One fighter told the forum some amateur competitors lied about their international experience to get an advantage in fights.
“One boxer went to Thailand for 12 months of fighting in competitions and then came back to fight in amateur flights, against people in the ring for the first time,” said the female kickboxer.
“If you’re going into a karate fight, you don’t have to disclose that you are an experienced kickboxer — and vice versa across all different codes.”
The CSA acknowledges the disjointed system needs to be overhauled.
“Combat sports are structured in a fragmented way, with so many governing bodies making it difficult for the authority to oversee and regulate,” Mr Cain said.
“Some states are not regulated at all, some states are regulated to far less an extent than NSW.
“We also have additional issues of fighters coming in from overseas, and you might not know enough about their history and record of fighting.”
Need for change
The review of the Combat Sports Act 2013 will consider:
- Coronial recommendations from David Browne’s death
- Which sports should be regulated
- Whether registration should be improved and whether regulation is likely to cause an unnecessary burden
- If medical care before, during, and after combat contests should be improved
The Combat Sports Act 2013 is being reviewed across NSW, with public forums in Wollongong, Dubbo, Parramatta and Newcastle. (By Chloe Hart)

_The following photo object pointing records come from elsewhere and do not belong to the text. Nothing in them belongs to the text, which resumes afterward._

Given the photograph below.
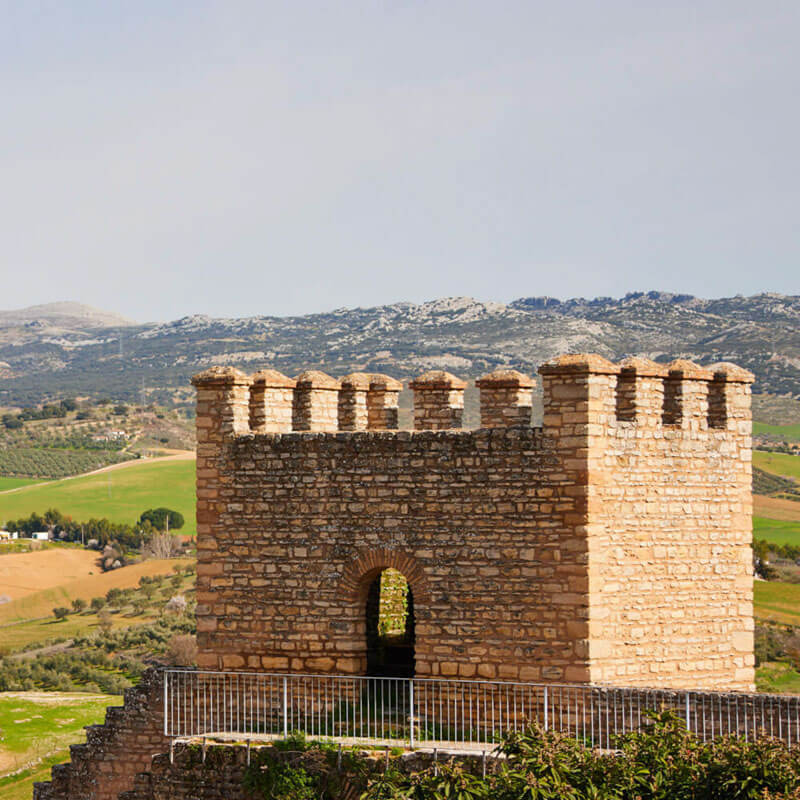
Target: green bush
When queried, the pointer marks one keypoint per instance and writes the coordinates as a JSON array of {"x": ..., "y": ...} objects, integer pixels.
[{"x": 661, "y": 762}]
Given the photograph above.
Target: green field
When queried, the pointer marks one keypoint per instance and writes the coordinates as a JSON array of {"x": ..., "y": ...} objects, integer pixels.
[
  {"x": 777, "y": 601},
  {"x": 779, "y": 463},
  {"x": 14, "y": 483},
  {"x": 776, "y": 531},
  {"x": 19, "y": 786},
  {"x": 789, "y": 433},
  {"x": 120, "y": 494},
  {"x": 37, "y": 728}
]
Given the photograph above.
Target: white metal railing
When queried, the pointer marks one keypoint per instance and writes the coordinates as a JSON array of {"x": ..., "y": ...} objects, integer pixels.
[{"x": 423, "y": 712}]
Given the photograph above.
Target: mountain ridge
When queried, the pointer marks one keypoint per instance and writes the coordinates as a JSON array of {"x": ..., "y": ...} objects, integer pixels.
[{"x": 465, "y": 335}]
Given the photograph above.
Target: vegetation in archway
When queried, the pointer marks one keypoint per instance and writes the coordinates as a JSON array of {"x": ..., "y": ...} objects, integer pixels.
[{"x": 393, "y": 610}]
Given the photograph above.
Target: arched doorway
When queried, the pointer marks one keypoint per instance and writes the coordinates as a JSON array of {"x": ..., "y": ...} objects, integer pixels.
[{"x": 389, "y": 617}]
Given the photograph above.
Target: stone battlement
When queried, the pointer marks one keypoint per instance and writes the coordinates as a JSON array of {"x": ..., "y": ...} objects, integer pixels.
[{"x": 676, "y": 395}]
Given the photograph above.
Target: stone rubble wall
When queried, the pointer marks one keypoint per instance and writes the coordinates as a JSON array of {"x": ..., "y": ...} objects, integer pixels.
[
  {"x": 220, "y": 773},
  {"x": 114, "y": 752}
]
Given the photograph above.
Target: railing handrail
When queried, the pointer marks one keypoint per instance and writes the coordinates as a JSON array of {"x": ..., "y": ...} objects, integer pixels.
[
  {"x": 533, "y": 684},
  {"x": 457, "y": 711}
]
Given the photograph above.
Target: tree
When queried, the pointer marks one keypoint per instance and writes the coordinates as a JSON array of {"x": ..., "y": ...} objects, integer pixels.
[
  {"x": 159, "y": 517},
  {"x": 161, "y": 545},
  {"x": 113, "y": 596},
  {"x": 176, "y": 605},
  {"x": 104, "y": 621},
  {"x": 182, "y": 651}
]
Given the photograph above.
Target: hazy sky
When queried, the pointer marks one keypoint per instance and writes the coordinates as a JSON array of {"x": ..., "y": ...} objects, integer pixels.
[{"x": 231, "y": 158}]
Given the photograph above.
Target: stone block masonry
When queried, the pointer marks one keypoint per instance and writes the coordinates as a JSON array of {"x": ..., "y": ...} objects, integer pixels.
[{"x": 611, "y": 546}]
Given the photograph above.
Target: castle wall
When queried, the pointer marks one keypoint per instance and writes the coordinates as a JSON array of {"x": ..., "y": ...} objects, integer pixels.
[
  {"x": 612, "y": 545},
  {"x": 477, "y": 522},
  {"x": 670, "y": 507}
]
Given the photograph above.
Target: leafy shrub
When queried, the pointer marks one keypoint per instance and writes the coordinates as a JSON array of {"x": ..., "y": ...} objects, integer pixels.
[{"x": 182, "y": 650}]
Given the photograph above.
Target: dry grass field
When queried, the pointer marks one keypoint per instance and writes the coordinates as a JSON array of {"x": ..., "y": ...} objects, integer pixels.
[
  {"x": 40, "y": 604},
  {"x": 22, "y": 574}
]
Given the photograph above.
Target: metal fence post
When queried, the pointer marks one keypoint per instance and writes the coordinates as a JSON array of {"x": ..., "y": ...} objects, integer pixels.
[
  {"x": 411, "y": 714},
  {"x": 546, "y": 710},
  {"x": 285, "y": 707},
  {"x": 688, "y": 713},
  {"x": 166, "y": 678}
]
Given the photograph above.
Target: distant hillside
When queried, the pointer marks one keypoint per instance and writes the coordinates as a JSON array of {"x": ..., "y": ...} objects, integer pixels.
[
  {"x": 66, "y": 315},
  {"x": 128, "y": 361}
]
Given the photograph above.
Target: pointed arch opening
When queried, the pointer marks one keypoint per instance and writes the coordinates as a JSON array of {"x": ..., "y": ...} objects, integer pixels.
[
  {"x": 390, "y": 626},
  {"x": 391, "y": 581}
]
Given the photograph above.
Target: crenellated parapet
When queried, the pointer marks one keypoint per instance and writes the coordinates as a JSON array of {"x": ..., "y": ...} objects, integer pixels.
[
  {"x": 677, "y": 396},
  {"x": 506, "y": 398}
]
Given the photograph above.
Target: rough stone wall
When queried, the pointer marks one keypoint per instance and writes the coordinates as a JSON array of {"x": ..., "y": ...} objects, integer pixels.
[
  {"x": 474, "y": 520},
  {"x": 189, "y": 776},
  {"x": 611, "y": 546},
  {"x": 114, "y": 752},
  {"x": 220, "y": 774}
]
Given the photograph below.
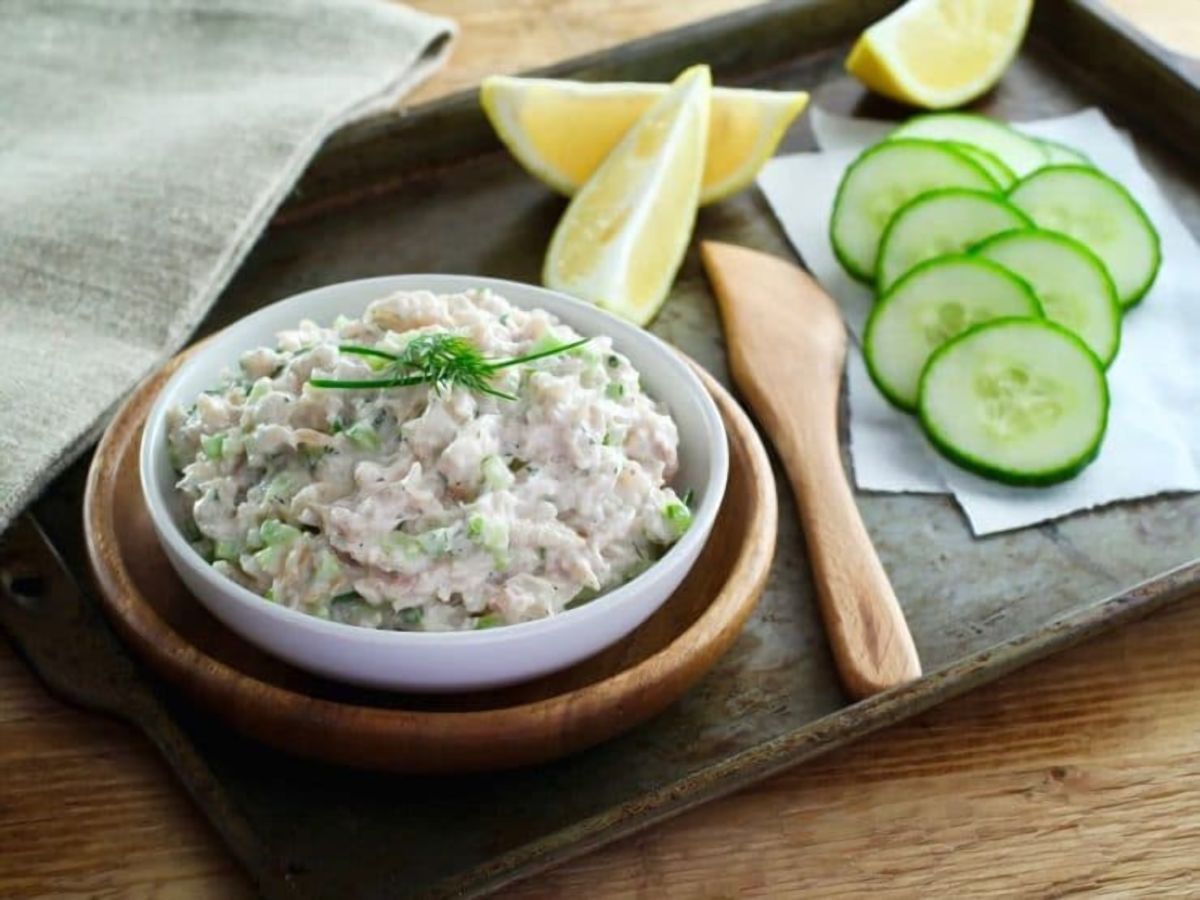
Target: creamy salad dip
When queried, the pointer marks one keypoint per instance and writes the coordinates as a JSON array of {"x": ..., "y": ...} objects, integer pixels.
[{"x": 449, "y": 503}]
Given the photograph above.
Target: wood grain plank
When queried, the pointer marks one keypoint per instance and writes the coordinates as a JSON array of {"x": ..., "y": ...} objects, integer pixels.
[{"x": 1081, "y": 773}]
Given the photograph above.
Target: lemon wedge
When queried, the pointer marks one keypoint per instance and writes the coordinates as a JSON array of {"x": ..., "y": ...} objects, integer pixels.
[
  {"x": 625, "y": 233},
  {"x": 940, "y": 53},
  {"x": 562, "y": 131}
]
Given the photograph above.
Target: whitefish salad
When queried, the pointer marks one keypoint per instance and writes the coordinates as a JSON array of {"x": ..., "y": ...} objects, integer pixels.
[{"x": 444, "y": 462}]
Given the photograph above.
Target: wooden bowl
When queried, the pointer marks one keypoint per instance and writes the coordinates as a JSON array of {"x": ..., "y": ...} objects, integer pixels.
[{"x": 532, "y": 723}]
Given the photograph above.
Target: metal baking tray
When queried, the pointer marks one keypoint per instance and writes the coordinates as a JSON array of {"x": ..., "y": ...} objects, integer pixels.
[{"x": 433, "y": 191}]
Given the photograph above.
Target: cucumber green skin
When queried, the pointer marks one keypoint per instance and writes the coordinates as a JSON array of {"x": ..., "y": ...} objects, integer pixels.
[
  {"x": 846, "y": 263},
  {"x": 1138, "y": 295},
  {"x": 882, "y": 303},
  {"x": 993, "y": 160},
  {"x": 976, "y": 117},
  {"x": 1053, "y": 145},
  {"x": 982, "y": 467},
  {"x": 1084, "y": 251},
  {"x": 940, "y": 192}
]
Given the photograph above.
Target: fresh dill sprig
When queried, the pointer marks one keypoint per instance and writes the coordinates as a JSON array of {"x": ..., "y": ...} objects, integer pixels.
[{"x": 442, "y": 360}]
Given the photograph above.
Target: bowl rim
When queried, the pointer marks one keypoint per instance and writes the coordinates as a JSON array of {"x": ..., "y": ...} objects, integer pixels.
[{"x": 690, "y": 544}]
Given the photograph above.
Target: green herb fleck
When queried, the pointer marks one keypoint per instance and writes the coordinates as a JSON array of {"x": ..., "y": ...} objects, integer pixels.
[
  {"x": 678, "y": 516},
  {"x": 213, "y": 445},
  {"x": 489, "y": 621},
  {"x": 363, "y": 436},
  {"x": 442, "y": 360}
]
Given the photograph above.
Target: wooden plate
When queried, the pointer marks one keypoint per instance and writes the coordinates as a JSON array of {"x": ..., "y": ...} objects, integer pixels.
[{"x": 301, "y": 713}]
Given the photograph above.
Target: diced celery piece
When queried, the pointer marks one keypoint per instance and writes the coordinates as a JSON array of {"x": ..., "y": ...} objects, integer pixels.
[
  {"x": 489, "y": 621},
  {"x": 412, "y": 616},
  {"x": 213, "y": 445},
  {"x": 275, "y": 533},
  {"x": 490, "y": 533},
  {"x": 363, "y": 436},
  {"x": 678, "y": 516},
  {"x": 328, "y": 565}
]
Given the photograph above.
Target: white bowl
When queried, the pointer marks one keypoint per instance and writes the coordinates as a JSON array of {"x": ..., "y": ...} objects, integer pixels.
[{"x": 459, "y": 660}]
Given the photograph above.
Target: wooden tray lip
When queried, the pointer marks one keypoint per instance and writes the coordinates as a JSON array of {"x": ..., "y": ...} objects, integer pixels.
[{"x": 681, "y": 663}]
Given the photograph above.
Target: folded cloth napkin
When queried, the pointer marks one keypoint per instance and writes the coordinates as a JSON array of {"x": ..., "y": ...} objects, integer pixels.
[
  {"x": 1153, "y": 438},
  {"x": 143, "y": 147}
]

“The health and safety of combatants is something we clearly need to pursue and in particular concussion and awareness and training, clearly training of combatants, industry and officials,” said Peter McHugh.
Potential measures to improve welfare include holding weigh-ins up to 48 hours before a match, mandatory concussion assessments, and players declaring their entire combat sports history.
The CSA says its primary objective is to maintain the integrity of the sports and acknowledges there might be resistance to change.
“We are going to have to do some work on the culture of combat sports and concussion,” Mr Cain said.
“Any change is going to be challenging, but we’ve certainly seen in how changes have been introduced in other sports.”
Public forums are also being held at Newcastle, Dubbo and Parramatta this week, and submissions can also be made online.
The NSW review follows a similar probe carried out in Queensland last year.